Using spacy in RapidMiner

In this post, I will run through how RapidMiner (RM) users can integrate python, and more specifically, spacy, into their processes. We will cover the steps necessary to run python code within RM, see a basic example to get the vector representation of a document, and finally, a worked example that will compare two models that classify articles based on their headline text.

To follow along, I am using RapidMiner 9.9 with the following extensions:

  1. Deep Learning and ND4J (two separate)
  2. Python Scripting
  3. Operator Toolbox

Setup

  1. I am using conda to manage my python environments. More specifically, I am using miniconda, but that is a preference
  2. With conda installed, I created an environment called rapidminer
  3. I have a number of libraries installed (via pip) but specifically pandas and spacy[full]. You can review the conda environment file as well as the pip packages here: https://github.com/Btibert3/rapidminer-examples
  4. The the packages installed, you will need to download the medium-sized english language model via python -m spacy download en_core_web_md. This part is important! The small model that ships with spacy does not include word vectors.
  5. Tell RapidMiner that you want to use the rapidminer conda environment by default. The python scripting operator will be able to make use of the tooling within this environment via the script we will pass in.

Basic Example

One note. I do not believe that is possible to pass a column name as a parameter to the operator, so your dataset must have a field called text.
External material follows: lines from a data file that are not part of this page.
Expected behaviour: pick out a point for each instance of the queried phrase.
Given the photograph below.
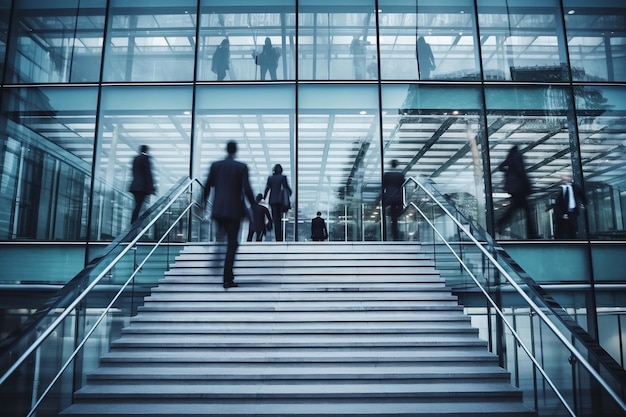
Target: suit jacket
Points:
(392, 187)
(561, 201)
(142, 175)
(515, 178)
(275, 183)
(318, 228)
(231, 182)
(259, 214)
The last operator executes a script, one constructed to comply with what RM needs:

import pandas as pd
import spacy
import numpy as np
# requires that the lang model has already been installed
# python -m spacy download en_core_web_md
# rm_main is a mandatory function,
def rm_main(data):
# load the nlp model
nlp = spacy.load("en_core_web_md")
docs = list(nlp.pipe(data.text))
vectors = [doc.vector for doc in docs]
vectors = np.array(vectors)
vectors = pd.DataFrame(vectors)

# will result in a single output port, and be an exampleset
return vectors

The only real trick above is that we need to use use the rm_main function to house our logic.

By running that simple, process, you will get a 1x300 ExampleSet for the document. Under the hood, spacy will parse the text, and using the pre-trained word vectors, create a document vector which is simply the average across the word vectors.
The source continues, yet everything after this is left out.